28.09.2017: Media coverage on our “Target-specific chemical defences” paper
Have a look at the nice article that Inside Science published about our paper on target-specific chemical defences. Other stories about this study are available in DiscoverMagazine, Phys.org, and Science Daily.
27.09.2017: Our new paper “How to fight multiple enemies: target specific defences in tan aposematic moth” is out today in Proceedings of the Royal Society B
In this paper we report the first documented case of target-specific defences in an insect! Wood tiger moths produce two types of fluids, one from their cervical glands (aka. neck fluids) and one from their abdomen. When offered oat flakes coated with neck fluids, birds hesitated to eat the flakes for a long time, while ants would happily drink from droplets containing the same type of fluids (as seen in the photo below). As opposed to that, when offered oat flakes coated with the abdominal fluids, birds couldn’t care less while ants were clearly deterred. These findings show that wood tiger moths have a different chemical weapon against each enemy!
20.09.2017: Our paper on human detection of coloured stimuli in complex visual environments is out in Biology Letters
A lot of what we know about the way in which us humans perceive colours comes from psychophysical studies which are carried out in controlled conditions in the lab. However, we do not know nearly as much about what happens in the ‘real world’, in which the visual environments in our surroundings are much more complex. In this study we show how colourful objects can be detected in a visually noisy environment (i.e., a forest) in function of both luminance and saturation contrast, and highlight the importance of combining the information from psychophysical studies with behavioural tasks in the ‘real world’ to get a more thorough understanding about human colour vision.

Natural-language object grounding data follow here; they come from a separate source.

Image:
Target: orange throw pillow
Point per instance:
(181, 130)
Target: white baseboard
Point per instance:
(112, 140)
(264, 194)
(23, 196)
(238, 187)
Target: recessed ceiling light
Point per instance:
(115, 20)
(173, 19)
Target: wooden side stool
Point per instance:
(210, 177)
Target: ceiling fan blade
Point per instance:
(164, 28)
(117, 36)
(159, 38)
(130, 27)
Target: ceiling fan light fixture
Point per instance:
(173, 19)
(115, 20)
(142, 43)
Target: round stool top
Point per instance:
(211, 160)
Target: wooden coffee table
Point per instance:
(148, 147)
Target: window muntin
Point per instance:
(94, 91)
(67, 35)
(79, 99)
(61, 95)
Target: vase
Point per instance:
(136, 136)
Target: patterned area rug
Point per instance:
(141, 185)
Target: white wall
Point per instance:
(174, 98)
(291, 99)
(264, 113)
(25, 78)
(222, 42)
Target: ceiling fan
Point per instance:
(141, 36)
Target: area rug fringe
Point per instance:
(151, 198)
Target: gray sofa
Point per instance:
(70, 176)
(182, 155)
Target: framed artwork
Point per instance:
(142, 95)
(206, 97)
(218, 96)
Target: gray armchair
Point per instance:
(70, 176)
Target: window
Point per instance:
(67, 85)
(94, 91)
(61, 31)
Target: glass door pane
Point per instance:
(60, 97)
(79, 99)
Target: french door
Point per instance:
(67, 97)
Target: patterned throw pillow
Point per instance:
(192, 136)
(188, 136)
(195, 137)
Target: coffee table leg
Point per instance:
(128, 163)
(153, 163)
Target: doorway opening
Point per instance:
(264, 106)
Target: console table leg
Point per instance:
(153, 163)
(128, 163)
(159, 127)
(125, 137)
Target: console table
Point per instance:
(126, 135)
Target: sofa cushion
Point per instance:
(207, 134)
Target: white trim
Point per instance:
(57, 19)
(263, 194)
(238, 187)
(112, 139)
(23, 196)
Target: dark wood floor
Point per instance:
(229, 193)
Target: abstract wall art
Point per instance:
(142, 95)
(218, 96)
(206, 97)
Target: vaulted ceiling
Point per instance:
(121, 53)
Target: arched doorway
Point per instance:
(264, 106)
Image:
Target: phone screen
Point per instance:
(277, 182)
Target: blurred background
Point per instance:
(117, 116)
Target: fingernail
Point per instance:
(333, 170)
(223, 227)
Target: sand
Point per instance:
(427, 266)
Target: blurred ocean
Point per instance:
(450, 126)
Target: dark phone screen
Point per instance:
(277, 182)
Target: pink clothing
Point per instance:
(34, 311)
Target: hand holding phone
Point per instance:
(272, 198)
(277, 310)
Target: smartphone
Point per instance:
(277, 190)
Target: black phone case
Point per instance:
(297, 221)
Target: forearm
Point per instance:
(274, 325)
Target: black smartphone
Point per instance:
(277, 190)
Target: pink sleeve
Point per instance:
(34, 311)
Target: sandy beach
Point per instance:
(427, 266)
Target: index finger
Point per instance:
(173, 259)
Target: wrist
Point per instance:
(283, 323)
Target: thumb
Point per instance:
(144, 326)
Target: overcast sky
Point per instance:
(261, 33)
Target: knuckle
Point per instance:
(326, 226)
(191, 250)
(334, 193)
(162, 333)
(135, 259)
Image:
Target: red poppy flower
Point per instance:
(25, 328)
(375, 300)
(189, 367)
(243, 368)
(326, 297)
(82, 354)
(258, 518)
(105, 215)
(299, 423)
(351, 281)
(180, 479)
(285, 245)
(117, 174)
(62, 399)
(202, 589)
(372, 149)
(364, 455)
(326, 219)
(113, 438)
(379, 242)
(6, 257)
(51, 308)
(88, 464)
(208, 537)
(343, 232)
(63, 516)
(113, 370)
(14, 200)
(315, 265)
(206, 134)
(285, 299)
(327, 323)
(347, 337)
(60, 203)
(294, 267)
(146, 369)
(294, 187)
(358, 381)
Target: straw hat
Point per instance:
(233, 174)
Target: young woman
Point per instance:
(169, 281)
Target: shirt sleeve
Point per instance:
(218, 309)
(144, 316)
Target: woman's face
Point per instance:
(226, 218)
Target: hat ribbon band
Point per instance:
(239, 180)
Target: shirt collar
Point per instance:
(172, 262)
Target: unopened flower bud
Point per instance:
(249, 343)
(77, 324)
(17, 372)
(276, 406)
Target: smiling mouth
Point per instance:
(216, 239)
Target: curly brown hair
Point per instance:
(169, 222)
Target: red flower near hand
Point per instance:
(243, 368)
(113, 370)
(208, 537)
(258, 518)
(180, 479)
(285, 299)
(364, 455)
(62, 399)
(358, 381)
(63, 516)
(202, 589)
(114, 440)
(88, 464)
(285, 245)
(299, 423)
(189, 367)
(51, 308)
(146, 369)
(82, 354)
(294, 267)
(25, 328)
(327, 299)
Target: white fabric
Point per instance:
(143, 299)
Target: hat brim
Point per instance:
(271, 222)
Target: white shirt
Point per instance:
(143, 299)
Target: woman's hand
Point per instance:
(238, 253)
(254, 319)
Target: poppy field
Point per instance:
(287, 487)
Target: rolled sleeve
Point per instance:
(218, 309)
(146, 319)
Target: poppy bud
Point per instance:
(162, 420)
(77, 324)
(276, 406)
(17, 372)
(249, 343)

24.07.2017: Symposium on the challenges and achievements of Latin American women in Herpetology
A completely new experience came this summer, as I was invited to speak in this symposium organised by Drs. Jenny Stynoski, Patricia Salerno and Mónica Páez, within the XI Latin American Congress of Herpetology (Quito, Ecuador). It was both moving and empowering to hear about the paths that many talented women from different countries have followed during their journey as herpetologists. Sadly, there were a few problems which seemed to be common for several of us, but the symposium offered a great platform to discuss possible solutions, and highlighted the need to put all these issues out there in order to foster a change.
6.07.2017: The field season in Georgia is underway!
We have arrived in Georgia and are very happy to see our host family and our moths. Males are flying, the weather is not too bad… Love is in the air!
15.04.2017: Visit to the Evolutionary Ecology Lab at Macquarie University
I am visiting A/Prof Darrell Kemp’s lab for two months (March-May) in order to set up a collaborative project on the evolutionary ecology of colour perception in humans. Within this project we are interested in identifying which colour trait(s) best predict the detection of colourful objects in visually complex environments (such as a forest). This is being done in collaboration with Dr. Thomas White too (and the gallah is there just because it’s pretty!).